И самое дикое — неизбежность встречи, этого мозгового коллапса и мокрых от пота простыней. Один-единственный раз я просто не успел заметить его — был разбужен — и оттого радостно бушевал весь оставшийся день. До следующего раза.
Шведский писатель Йон Айвиде Линдквист в своем романе «Блаженны мертвые» блестяще раскрыл тему.
«Мертвец дернул сильнее, и сквозь возникшую щель в двери Анна вдруг увидела его целиком — голое распухшее тело, словно комки теста, нанизанные на позвоночник. И тут она поняла.

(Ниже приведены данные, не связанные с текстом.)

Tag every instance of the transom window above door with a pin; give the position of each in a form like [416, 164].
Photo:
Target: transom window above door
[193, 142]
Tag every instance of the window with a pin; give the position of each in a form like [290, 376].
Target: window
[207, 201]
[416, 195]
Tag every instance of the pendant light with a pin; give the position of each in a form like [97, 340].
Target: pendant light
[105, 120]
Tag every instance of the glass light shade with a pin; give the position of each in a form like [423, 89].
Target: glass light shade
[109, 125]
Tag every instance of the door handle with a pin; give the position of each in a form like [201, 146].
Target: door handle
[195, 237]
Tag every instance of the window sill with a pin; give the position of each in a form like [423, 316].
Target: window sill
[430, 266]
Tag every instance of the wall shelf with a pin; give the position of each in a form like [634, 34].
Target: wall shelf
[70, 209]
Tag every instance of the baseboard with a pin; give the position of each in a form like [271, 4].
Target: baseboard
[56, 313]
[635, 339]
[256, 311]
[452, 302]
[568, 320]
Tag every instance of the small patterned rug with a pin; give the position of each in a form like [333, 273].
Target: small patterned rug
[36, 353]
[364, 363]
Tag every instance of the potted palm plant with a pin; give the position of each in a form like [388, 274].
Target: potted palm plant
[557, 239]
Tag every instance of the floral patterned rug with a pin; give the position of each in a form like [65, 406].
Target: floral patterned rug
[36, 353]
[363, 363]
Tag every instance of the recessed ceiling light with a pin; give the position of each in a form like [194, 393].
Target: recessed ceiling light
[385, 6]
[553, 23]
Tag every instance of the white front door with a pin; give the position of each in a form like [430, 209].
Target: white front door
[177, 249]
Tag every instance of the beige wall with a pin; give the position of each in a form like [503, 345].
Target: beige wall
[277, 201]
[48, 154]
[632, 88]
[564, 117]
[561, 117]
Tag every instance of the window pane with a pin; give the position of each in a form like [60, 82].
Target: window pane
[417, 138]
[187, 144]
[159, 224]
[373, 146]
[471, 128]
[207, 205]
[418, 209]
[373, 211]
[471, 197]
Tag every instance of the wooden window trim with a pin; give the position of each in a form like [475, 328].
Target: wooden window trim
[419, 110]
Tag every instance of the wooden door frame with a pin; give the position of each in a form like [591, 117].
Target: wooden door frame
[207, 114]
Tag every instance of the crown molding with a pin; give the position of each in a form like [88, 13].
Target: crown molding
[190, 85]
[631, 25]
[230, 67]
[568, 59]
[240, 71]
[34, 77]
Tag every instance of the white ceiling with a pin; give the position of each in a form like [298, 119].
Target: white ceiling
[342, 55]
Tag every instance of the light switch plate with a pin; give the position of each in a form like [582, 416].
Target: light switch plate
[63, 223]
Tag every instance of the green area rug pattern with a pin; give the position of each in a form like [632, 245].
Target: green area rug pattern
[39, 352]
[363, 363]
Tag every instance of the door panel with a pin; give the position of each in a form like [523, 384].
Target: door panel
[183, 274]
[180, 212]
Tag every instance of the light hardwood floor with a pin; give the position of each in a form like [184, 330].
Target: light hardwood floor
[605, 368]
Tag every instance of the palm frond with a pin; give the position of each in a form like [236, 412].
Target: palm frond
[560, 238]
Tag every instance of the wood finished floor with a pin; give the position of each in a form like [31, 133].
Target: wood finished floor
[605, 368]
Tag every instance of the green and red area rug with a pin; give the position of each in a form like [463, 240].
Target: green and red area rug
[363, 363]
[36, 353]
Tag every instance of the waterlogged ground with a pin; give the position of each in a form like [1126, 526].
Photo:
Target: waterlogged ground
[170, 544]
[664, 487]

Утопленник. Это утопленник.
Анна нервно засмеялась, продолжая тянуть на себя дверь, и перед ней еще раз мелькнуло его полусгнившее, объеденное рыбами тело».
После знакомства с романом долго не мог заставить себя войти в воду.
С годами страх отпускает. Я много раз бывал на большой воде, и ни разу не сталкивался со всплывшими мертвецами. И даже если я увижу подобное, то не развалюсь: всякое уже приходилось наблюдать. Можно даже устроить самоанализ:
«Почему истории об утопленниках так взволновали тебя? Это красивая метафора. Утопленник — это тот, кто спустился на дно, увидел там что-то о себе и умер. Его обезобразила неприглядная правда, а стыд вытолкнул уродливое тулово на поверхность, всем на обозрение. Море бескрайне, но все взгляды будто прикованы к безобразному трупу. Дно — это бессознательное, где обитают твои самые жуткие рыбы.
Утопленник — это ты сам».
Но страх не уходит навсегда. Вновь оказываясь на море, я порой ловлю себя на том, что напряжённо вглядываюсь в его тёмную гладь.